En esa pequeña obra maestra que es Cadena perpetua, el personaje que interpreta Morgan Freeman dice, tal vez la que es la frase más importante del film y si me apuran, de toda lógica existencial: empeñarse en morir o empeñarse en vivir.
Jack, el joven protagonista de La mecánica del corazón, es un niño maltrecho condenado al mecánico engranaje del reloj que, nada más nacer la implantaron en el pecho. Era lo único que se podía hacer ante un corazón helado que decidió dejar de latir cuando una violenta ola de frío lo pilló desprevenido el mismo día de su nacimiento.
Ocurrió en el Edimburgo de finales del siglo XIX en un singular universo a medio camino entre el realismo mágico y el expresionismo alemán, previo paso por el musical. Allí, Jack se mantendrá con vida gracias a un improbable bypass siempre y cuando respete tres sencillas reglas: nunca tocar las manecillas del reloj que llevará de por vida en el pecho, nunca dejarse llevar por la ira y jamás, nunca jamás, enamorarse.
Sin embargo Jack, aunque su vida pueda depender de ello y aunque su delicado engranaje pueda verse trágicamente afectado, se empeñará en vivir. Pero no respetando al milímetro las reglas con las que se vio obligado a convivir, sino transgrediéndolas. Porque la vida, entiende Jack, se nutre de sensaciones y de emociones. ¿Vale la pena vivir sin una cosa u otra? Al final, Jack ascenderá a un bucólico cielo escalando por sus inertes copos de nieve congelados en el tiempo, a modo de mágicos peldaños hasta un destino trágico y hermoso a la vez.

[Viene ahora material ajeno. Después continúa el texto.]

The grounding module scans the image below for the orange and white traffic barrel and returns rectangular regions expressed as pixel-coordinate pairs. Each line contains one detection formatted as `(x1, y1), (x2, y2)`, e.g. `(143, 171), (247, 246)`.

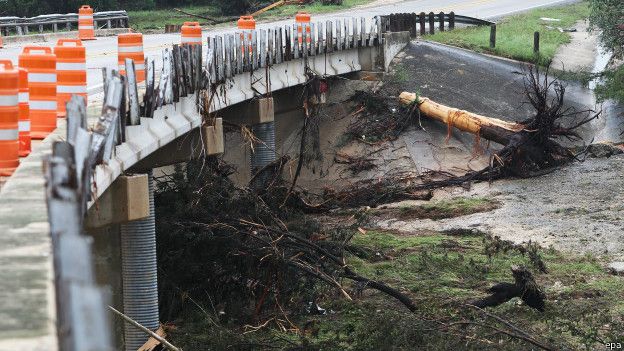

En efecto, La mecánica del corazón no es una película para niños, pero no por su violencia o por sus connotaciones de cualquier tipo, sino porque lo más probable es que se aburran como ovejas. El film es, en su sentido más amplio y radical, un cuento para adultos, eso es, una fábula pensada para ser consumida y meditada por adultos. Sus detalles se acumulan en un cuidadísimo diseño de producción y un entramado dramático cocinado a fuego lento que exige reflexión, antes que mera y simple diversión.
La pena, la gran pena es que el film dirigido por Mathias Malzieu (también autor del relato en el que se basa la película) y Stéphane Berla no hayan sabido cocinar en su justa medida unos ingredientes que, resulta evidente, acunan una obra maestra potencial. El cinéfilo, puede disfrutar fantaseando con la gran película que, en otras circunstancias, podría haber emergido ante semejante materia prima. El resto, tendrán que conformarse con una obra que se queda a medio camino aunque sus intenciones y sus méritos (tanto narrativos, como dramáticos y técnicos) sean particularmente loables. Tal vez por imperfectos, quizá por una cuestión de objetivos o puede que solo porque querían expresar cosas hermosas.